В темноте мы приехали в Иерусалим. У садов Сахарова, разбитых на скальных террасах при въезде в город справа, автобус затормозил на светофоре, и Катя Эпштейн рассказала подробно, как и кто что сказал и сделал для этого благородного дела.
Мы подъехали к Стене Плача и вышли из машины неподалеку от охраняемого входа. Госпожа Эпштейн вновь все нам рассказала — и про Храмовую гору, и про мечеть, и про Храм, и про дорогу к нему. Она была поэтична и взволнованна. Потом она извлекла из сумки бутылку вина и стопку разовых стаканчиков. Все оживились. Леша открыл бутылку «Баркана», я разлил всем из нее, и всем хватило — таково свойство этого вина. Я сказал «шехийану» — не будем этого переводить, и все сказали кто «аминь», а кто «омейн». Потом мы сходили к Стене, надев картонные казенные тюбетейки. Помолились среди немногих людей в черном, попросили у Него спасения и всего остального. От Стены мы отходили спиной вперед, потому что всегда нужно ее видеть и не отворачиваться от нее ни на секунду. Никто не споткнулся, и это был знак.

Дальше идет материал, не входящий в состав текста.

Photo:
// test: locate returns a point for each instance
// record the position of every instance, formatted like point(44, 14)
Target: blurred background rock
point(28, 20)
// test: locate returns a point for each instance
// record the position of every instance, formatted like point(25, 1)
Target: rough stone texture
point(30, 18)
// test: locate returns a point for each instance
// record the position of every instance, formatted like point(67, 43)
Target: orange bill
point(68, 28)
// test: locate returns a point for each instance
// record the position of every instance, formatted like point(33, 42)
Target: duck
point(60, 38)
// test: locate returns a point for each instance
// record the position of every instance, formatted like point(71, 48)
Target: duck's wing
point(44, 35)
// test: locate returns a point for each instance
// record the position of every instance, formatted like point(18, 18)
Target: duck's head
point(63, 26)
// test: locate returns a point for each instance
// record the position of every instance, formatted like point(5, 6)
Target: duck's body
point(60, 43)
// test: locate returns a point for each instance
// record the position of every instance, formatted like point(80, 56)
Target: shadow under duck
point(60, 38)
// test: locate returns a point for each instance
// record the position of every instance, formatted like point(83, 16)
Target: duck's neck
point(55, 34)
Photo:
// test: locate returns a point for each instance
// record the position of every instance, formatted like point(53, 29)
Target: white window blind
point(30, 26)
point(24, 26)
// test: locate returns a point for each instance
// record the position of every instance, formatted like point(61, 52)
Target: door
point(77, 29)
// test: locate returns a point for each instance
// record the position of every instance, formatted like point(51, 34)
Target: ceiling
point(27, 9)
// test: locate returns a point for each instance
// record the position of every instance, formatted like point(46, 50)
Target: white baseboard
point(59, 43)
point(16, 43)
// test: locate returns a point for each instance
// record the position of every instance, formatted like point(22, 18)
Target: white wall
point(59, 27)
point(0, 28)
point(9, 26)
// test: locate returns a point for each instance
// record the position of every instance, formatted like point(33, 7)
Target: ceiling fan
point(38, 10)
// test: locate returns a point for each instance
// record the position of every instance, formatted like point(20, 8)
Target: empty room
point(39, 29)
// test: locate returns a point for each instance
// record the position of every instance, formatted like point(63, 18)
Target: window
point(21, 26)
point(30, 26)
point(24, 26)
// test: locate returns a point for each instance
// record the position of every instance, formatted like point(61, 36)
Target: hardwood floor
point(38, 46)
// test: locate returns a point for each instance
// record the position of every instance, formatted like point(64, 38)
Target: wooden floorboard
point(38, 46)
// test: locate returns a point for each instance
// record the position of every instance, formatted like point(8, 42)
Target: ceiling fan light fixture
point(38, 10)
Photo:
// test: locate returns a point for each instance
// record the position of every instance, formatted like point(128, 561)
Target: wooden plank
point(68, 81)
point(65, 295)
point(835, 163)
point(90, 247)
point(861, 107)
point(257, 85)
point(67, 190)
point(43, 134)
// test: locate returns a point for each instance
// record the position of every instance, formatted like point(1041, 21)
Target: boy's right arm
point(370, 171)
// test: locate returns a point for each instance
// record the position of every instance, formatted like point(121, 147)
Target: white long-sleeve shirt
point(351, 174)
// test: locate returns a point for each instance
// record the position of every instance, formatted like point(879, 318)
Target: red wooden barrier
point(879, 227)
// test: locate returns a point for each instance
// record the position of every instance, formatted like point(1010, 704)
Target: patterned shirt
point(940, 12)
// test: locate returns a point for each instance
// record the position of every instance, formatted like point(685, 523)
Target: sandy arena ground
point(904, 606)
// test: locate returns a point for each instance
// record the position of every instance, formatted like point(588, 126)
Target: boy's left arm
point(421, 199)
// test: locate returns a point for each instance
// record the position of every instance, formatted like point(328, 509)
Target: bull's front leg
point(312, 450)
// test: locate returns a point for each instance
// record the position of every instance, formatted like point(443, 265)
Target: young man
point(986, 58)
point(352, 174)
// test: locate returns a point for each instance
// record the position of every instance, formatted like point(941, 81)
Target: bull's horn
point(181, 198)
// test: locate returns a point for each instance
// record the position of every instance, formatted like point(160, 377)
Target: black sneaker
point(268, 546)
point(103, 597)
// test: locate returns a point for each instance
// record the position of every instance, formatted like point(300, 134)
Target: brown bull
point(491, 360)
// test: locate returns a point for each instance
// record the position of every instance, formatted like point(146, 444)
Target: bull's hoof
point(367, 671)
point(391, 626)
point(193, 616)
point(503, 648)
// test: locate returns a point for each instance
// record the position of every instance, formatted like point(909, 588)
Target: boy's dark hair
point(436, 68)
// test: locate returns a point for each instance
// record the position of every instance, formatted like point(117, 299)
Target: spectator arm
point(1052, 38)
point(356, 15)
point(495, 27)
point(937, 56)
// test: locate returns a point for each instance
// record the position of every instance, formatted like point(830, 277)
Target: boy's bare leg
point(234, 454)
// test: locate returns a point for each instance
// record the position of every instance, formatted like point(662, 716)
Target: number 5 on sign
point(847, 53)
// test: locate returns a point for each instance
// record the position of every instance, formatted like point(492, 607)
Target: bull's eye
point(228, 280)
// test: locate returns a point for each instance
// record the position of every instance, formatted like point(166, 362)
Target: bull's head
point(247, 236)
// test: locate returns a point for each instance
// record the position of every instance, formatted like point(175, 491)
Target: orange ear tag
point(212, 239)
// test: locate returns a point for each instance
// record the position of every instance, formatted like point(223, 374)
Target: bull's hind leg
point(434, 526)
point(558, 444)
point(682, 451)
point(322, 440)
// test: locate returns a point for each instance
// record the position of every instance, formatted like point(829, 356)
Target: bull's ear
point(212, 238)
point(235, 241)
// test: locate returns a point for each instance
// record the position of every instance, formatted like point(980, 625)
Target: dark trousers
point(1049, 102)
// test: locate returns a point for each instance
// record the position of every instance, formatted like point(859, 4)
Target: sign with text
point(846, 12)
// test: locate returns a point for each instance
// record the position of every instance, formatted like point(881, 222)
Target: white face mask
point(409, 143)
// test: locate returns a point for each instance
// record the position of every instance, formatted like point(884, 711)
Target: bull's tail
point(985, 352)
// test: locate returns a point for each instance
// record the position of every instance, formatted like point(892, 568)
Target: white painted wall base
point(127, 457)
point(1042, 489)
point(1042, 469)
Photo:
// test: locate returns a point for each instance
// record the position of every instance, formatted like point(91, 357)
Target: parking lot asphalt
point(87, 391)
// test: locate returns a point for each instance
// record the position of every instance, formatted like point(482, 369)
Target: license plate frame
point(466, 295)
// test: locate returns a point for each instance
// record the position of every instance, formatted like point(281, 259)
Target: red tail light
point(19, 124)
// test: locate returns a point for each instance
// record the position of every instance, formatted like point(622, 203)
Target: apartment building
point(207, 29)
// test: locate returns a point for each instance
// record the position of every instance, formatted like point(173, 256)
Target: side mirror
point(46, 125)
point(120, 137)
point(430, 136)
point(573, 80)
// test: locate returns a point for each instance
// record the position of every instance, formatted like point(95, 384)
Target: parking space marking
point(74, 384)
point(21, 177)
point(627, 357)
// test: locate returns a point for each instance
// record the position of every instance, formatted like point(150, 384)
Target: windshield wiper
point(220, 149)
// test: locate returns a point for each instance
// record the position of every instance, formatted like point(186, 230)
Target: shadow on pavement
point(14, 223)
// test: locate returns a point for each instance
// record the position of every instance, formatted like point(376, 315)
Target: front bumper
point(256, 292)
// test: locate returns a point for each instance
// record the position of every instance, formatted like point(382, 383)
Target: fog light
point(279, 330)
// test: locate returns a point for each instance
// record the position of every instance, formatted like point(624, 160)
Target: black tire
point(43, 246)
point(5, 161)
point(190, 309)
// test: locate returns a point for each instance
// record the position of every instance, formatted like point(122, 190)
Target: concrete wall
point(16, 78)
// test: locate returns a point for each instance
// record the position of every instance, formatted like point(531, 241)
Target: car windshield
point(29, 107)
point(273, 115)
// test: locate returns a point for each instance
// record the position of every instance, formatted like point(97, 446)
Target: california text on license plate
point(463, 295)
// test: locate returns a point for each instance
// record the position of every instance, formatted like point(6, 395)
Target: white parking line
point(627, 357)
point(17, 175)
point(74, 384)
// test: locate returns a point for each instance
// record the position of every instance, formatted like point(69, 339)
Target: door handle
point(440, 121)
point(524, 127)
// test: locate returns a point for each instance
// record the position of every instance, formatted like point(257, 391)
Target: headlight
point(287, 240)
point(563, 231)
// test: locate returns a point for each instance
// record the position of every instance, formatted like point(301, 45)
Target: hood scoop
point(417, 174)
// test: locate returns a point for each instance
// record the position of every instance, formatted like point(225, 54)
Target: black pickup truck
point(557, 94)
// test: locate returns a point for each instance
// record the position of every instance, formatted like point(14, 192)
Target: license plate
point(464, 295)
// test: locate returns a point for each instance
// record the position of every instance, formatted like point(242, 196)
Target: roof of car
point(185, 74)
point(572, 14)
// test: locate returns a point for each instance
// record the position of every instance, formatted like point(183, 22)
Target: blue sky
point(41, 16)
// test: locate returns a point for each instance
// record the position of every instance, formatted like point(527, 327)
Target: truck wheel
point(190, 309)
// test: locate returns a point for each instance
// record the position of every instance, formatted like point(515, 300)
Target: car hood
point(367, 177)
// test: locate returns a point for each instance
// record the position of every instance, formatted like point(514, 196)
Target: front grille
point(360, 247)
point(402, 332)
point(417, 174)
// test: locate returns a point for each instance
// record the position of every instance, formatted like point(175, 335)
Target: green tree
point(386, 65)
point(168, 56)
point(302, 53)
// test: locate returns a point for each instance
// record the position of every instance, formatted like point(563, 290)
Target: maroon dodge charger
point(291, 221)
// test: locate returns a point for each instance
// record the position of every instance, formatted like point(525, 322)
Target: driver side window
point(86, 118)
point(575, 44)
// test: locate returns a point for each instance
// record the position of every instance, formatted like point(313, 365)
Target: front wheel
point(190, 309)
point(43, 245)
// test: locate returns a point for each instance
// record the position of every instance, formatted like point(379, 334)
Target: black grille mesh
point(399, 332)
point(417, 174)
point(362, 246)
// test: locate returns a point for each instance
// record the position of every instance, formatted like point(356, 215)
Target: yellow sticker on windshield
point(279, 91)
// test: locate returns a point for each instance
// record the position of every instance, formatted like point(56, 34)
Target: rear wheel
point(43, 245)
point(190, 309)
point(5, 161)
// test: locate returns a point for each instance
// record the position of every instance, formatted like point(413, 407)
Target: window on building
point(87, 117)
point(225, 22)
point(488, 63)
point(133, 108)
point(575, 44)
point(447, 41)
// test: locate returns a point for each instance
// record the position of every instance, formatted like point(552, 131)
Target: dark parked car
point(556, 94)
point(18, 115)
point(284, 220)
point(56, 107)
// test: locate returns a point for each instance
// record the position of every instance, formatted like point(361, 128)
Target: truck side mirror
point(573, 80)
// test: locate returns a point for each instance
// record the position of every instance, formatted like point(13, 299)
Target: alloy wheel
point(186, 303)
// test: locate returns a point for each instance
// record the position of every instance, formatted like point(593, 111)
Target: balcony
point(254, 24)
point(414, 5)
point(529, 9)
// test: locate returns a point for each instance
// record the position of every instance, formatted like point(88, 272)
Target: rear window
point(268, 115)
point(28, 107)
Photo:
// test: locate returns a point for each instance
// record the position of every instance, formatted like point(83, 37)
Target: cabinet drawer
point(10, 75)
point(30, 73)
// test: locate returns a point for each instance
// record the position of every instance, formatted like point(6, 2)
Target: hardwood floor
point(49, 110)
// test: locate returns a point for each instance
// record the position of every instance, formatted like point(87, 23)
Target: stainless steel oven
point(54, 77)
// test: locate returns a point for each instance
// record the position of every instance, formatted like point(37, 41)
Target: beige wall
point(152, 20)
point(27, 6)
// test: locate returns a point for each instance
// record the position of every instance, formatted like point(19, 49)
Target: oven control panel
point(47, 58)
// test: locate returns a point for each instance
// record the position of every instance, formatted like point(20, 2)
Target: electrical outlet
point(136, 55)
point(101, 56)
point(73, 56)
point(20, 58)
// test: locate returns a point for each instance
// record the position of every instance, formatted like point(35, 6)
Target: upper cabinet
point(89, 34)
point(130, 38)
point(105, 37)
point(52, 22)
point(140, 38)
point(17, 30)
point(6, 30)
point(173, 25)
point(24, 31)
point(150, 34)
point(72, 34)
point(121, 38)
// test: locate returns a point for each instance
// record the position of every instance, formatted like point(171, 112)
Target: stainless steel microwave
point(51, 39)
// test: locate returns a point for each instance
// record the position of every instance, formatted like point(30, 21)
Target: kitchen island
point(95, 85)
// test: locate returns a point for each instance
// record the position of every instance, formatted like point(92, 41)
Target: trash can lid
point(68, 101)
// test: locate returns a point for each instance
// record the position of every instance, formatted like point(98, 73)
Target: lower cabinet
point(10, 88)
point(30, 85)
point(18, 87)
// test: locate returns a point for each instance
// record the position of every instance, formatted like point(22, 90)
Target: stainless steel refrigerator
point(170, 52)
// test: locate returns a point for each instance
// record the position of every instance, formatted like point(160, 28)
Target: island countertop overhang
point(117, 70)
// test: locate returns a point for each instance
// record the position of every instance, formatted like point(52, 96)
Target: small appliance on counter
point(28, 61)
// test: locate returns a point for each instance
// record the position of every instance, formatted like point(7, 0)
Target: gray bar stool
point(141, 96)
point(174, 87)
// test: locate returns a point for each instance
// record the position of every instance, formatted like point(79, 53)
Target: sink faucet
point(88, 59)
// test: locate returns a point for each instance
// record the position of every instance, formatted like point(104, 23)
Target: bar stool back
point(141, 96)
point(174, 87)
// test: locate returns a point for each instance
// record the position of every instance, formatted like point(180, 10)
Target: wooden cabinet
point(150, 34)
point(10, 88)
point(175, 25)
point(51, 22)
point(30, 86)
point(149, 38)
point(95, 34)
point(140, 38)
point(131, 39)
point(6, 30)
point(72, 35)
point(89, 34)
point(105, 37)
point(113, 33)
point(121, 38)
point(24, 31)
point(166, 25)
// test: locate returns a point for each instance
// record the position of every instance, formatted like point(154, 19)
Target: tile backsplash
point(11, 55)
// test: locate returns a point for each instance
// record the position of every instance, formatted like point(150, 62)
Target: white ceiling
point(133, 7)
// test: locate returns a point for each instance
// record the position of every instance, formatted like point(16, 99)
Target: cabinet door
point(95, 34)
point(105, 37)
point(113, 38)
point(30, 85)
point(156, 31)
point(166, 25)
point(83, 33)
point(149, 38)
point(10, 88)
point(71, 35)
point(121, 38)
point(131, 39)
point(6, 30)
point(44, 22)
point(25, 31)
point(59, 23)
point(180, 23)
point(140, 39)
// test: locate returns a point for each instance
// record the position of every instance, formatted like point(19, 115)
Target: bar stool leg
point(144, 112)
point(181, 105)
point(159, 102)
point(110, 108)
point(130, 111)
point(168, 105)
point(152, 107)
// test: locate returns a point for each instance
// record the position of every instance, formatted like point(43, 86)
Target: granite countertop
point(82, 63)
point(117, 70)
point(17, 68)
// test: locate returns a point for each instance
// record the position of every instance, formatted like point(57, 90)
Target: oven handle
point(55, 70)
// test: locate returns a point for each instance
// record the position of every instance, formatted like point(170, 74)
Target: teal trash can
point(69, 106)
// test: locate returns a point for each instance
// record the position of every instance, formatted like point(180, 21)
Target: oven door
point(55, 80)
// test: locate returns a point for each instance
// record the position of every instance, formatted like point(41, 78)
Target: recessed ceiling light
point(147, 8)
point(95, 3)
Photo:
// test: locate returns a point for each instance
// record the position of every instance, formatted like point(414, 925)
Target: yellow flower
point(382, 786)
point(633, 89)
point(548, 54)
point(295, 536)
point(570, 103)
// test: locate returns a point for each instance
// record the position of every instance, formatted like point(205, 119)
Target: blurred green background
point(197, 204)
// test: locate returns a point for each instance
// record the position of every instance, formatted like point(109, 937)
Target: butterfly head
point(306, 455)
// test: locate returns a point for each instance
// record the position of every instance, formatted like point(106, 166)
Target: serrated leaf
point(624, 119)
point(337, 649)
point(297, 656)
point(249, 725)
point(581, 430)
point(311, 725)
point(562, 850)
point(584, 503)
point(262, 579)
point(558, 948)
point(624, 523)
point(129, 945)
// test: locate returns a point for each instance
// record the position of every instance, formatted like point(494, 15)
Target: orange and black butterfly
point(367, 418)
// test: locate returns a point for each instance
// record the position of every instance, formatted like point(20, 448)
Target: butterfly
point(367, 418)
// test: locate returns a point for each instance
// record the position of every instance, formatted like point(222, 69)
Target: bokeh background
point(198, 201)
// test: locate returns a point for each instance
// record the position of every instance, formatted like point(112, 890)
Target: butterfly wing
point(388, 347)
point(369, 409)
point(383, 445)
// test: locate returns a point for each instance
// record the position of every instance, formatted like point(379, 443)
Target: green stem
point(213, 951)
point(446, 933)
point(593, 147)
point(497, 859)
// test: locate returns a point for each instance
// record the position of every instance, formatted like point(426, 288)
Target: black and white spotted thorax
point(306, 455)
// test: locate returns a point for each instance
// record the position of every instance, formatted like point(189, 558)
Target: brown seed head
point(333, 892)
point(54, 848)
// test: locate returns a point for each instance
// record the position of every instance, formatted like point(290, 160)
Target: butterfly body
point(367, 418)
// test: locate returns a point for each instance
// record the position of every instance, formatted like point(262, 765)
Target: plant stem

Потом мы вернулись в автобус и поехали вправо в гору. Езда заняла минут шесть-семь. В гостинице с дивным видом на Старый город мы ужинали долго и неспешно. Официанты носили нам салаты. Юноша по имени Джон спросил у писателей: «Пишете ли вы фантастику, господа?»
Многие смутились, и лишь Найман уверенно сказал, что «конечно, уважаемый, мы всю жизнь только ею и занимаемся». Джон отошел за новой порцией салатов совершенно счастливый. «Я принесу вам книгу на подпись»,— пообещал он издали. «Ждем-с»,— сказал Найман невозмутимо. Некоторые боятся этого человека, и я знаком с ними. Найман загадка для меня, и я не стесняюсь в этом признаться.
На другой день выяснилось, что настоящее имя Джона Евгений и что он собирается поехать в Лондон учиться. «Я из Самары»,— сказал он. Ему уже исполнилось, по его словам, двадцать два года. Он отслужил и глядел на мир как взрослый человек — не революционер и не завоеватель. Джон был созерцателем с горкой грязной посудой в больших руках.
К концу ужина, пока дело не шло еще к братанию и скандалу, пришел депутат израильского парламента Штерн со своей привлекательной и яркой женой Леной, которая была одета в желтенький «клифтик» (пиджачок), черненькие брючки и высокие башмаки. Она сказала, что является поклонницей многих из приехавших авторов. «А меня?» — спросил через стол Попов, костистый, непростой человек.
— А вас в первую очередь,— сказала Лена.
Они подружились, плечистый Попов и незаурядная Лена, замечательный специалист в своей области.